Amazon’s sales profit forecast for the 4th quarter, the period ending 31st December, is projected to be between $66.5bn and $72.5bn. That’s a little too low for this online retail giant, considering its market share command. Analysts attribute this modest Christmas sales projection to a number of factors, including fluctuations in the currency and stock market. They also associated it with some radical business changes adopted by the company recently, such as its acquisition of Whole Foods grocery chain stores.
In spite of the low Christmas profit forecast, the company’s chief financial expert Brian Olsavsky remains optimistic. He indicates that Amazon’s consumer buying habits are expected to remain healthy and steady. In his own words, he said, “We’re very bullish on the fourth quarter – we’ll just have to see where revenue comes in.”

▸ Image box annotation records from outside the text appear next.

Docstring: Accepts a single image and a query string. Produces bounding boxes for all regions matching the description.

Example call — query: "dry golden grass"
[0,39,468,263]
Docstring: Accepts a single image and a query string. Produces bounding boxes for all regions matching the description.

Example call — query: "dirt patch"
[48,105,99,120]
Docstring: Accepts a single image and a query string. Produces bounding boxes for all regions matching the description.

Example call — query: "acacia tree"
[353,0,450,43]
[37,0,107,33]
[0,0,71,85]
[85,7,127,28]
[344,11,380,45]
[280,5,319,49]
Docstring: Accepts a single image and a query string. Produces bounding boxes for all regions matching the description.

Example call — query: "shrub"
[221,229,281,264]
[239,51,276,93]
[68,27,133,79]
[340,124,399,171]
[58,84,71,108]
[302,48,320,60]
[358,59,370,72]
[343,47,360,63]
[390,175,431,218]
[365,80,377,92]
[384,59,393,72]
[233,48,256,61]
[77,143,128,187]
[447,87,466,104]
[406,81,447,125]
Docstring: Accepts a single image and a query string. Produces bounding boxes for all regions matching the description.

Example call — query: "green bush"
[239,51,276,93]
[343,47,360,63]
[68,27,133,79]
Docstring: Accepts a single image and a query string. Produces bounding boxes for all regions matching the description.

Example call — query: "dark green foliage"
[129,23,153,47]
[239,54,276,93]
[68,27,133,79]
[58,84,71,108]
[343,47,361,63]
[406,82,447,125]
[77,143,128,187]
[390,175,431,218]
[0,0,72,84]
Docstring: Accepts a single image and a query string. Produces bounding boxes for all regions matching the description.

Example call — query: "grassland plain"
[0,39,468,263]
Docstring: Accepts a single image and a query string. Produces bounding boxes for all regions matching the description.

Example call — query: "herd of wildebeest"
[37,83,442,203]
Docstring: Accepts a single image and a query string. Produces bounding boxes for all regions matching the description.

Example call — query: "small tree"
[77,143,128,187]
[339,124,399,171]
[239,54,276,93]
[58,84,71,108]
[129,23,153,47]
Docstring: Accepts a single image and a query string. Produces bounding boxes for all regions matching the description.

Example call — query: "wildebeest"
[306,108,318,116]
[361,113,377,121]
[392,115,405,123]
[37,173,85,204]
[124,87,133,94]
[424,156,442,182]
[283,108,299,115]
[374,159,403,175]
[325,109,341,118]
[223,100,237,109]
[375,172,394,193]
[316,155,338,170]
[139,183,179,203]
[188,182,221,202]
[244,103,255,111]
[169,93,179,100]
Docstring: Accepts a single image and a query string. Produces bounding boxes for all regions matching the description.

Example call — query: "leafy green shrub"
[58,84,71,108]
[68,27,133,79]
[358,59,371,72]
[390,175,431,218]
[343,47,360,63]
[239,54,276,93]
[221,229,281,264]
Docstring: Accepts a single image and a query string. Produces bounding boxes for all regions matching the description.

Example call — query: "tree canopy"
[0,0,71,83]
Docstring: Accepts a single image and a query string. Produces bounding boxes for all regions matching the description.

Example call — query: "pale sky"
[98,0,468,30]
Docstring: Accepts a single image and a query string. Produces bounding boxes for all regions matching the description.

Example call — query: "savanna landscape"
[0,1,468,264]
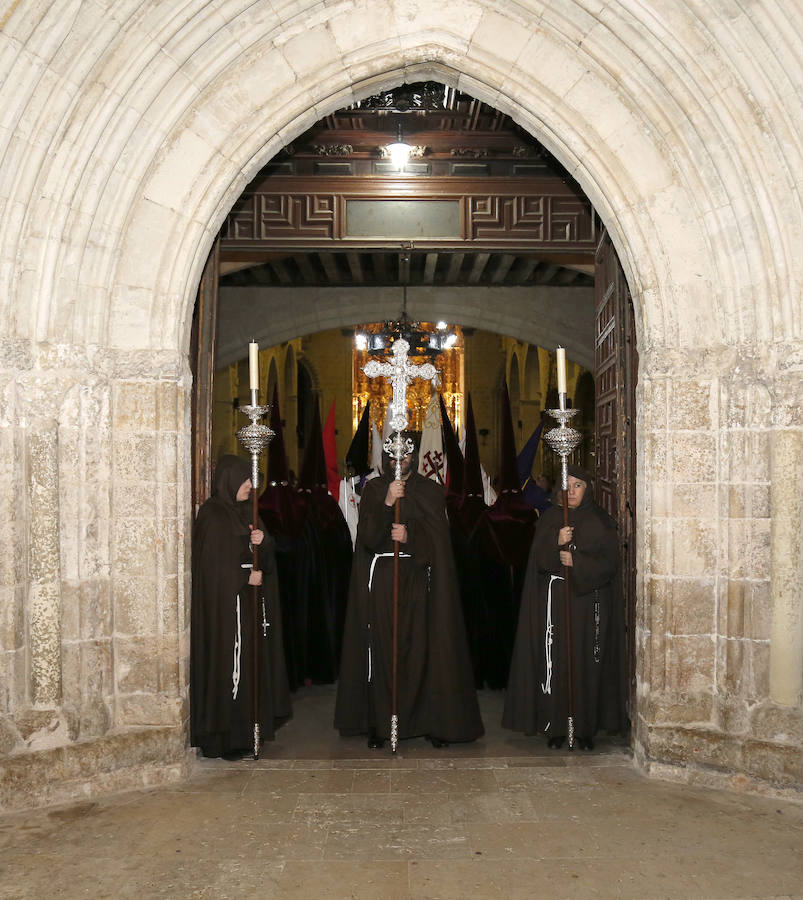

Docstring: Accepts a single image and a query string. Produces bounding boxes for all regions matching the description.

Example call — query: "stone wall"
[0,341,189,807]
[0,0,803,805]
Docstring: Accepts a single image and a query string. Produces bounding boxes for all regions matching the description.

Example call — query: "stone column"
[770,429,803,706]
[28,420,61,707]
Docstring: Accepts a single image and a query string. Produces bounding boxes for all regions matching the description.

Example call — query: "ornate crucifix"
[363,338,438,753]
[363,338,438,479]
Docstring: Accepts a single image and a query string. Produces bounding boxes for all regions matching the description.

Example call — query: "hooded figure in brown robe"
[502,466,626,750]
[190,456,291,757]
[335,446,484,747]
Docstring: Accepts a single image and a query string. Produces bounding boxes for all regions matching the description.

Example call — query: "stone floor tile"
[293,793,405,826]
[324,823,469,860]
[279,860,409,900]
[248,769,355,794]
[390,769,496,795]
[0,686,803,900]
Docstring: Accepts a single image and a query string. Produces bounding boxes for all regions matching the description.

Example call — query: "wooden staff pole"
[560,474,574,750]
[390,497,401,753]
[251,483,264,759]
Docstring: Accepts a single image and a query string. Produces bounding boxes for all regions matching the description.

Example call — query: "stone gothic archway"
[0,0,803,803]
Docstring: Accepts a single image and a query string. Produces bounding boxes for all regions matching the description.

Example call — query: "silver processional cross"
[363,338,438,480]
[363,337,438,753]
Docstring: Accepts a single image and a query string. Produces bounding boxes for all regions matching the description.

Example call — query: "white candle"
[248,341,259,391]
[556,347,566,394]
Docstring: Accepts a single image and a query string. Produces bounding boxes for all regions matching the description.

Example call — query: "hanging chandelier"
[354,285,458,359]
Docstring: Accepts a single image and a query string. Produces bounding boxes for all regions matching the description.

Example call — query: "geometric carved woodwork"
[221,175,598,251]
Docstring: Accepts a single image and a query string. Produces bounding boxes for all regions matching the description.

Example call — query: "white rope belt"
[541,575,563,696]
[231,594,243,700]
[368,550,410,591]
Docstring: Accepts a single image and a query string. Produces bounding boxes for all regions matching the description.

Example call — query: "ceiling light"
[387,125,413,171]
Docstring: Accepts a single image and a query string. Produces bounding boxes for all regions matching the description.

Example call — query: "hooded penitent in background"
[190,456,291,756]
[516,412,550,514]
[259,388,304,690]
[338,400,371,547]
[502,465,627,749]
[285,404,352,684]
[452,385,536,689]
[335,438,483,746]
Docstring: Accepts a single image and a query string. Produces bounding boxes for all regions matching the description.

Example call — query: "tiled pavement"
[0,688,803,900]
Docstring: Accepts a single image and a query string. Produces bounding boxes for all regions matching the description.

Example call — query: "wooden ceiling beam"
[346,252,365,284]
[446,253,466,284]
[468,253,491,284]
[491,253,516,284]
[423,253,438,284]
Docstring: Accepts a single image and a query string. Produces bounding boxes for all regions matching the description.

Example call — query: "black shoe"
[221,750,254,762]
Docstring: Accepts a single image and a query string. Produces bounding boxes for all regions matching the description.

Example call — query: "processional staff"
[237,341,275,759]
[544,347,582,750]
[363,337,438,753]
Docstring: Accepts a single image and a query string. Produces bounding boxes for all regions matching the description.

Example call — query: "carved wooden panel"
[594,232,638,720]
[468,194,596,247]
[223,193,340,243]
[222,176,597,255]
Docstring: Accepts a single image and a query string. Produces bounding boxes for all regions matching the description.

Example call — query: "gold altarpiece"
[352,322,465,434]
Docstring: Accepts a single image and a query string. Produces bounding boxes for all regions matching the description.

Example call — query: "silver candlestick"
[544,404,583,750]
[237,390,276,490]
[237,388,275,759]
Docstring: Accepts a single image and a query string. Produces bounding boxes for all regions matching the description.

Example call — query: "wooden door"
[190,238,220,514]
[594,229,638,721]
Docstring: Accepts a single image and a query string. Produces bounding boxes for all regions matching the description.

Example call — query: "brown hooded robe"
[190,456,291,756]
[502,466,626,738]
[335,465,484,742]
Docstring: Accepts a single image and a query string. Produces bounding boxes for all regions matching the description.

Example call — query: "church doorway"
[192,82,637,752]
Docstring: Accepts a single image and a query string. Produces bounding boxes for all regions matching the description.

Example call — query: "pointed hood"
[499,381,521,494]
[259,386,301,535]
[463,394,484,497]
[439,394,464,497]
[346,400,371,477]
[516,414,544,487]
[298,402,329,493]
[268,385,290,484]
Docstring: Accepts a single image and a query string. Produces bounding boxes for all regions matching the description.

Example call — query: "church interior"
[0,0,803,900]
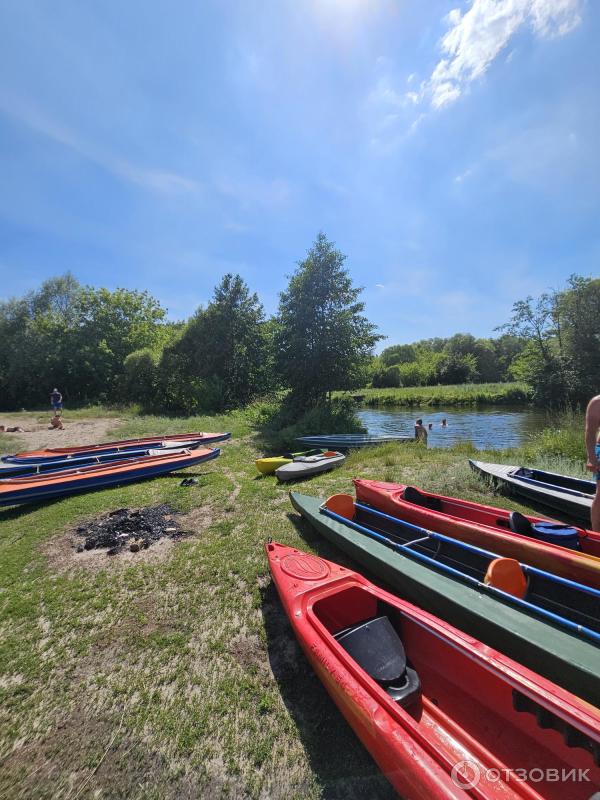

The disturbing sales forecast also did impact the stock market greatly. Following the announcement, Amazon shares fell by 8%, only hours after ending 7% higher in the last trading cycle in New York. However, the general annual trend in stock trade remain promising; it actually jumped by close to 40% this year.
According to George Salmon, an equity analyst at Hargreaves Lansdown, Amazon’s market influence is expected to continue growing steadily, even with the low Christmas sales forecast. Salmon indicates that Amazon’s high optimism and expectations have seen a boost in share prices to levels where swings were anticipated.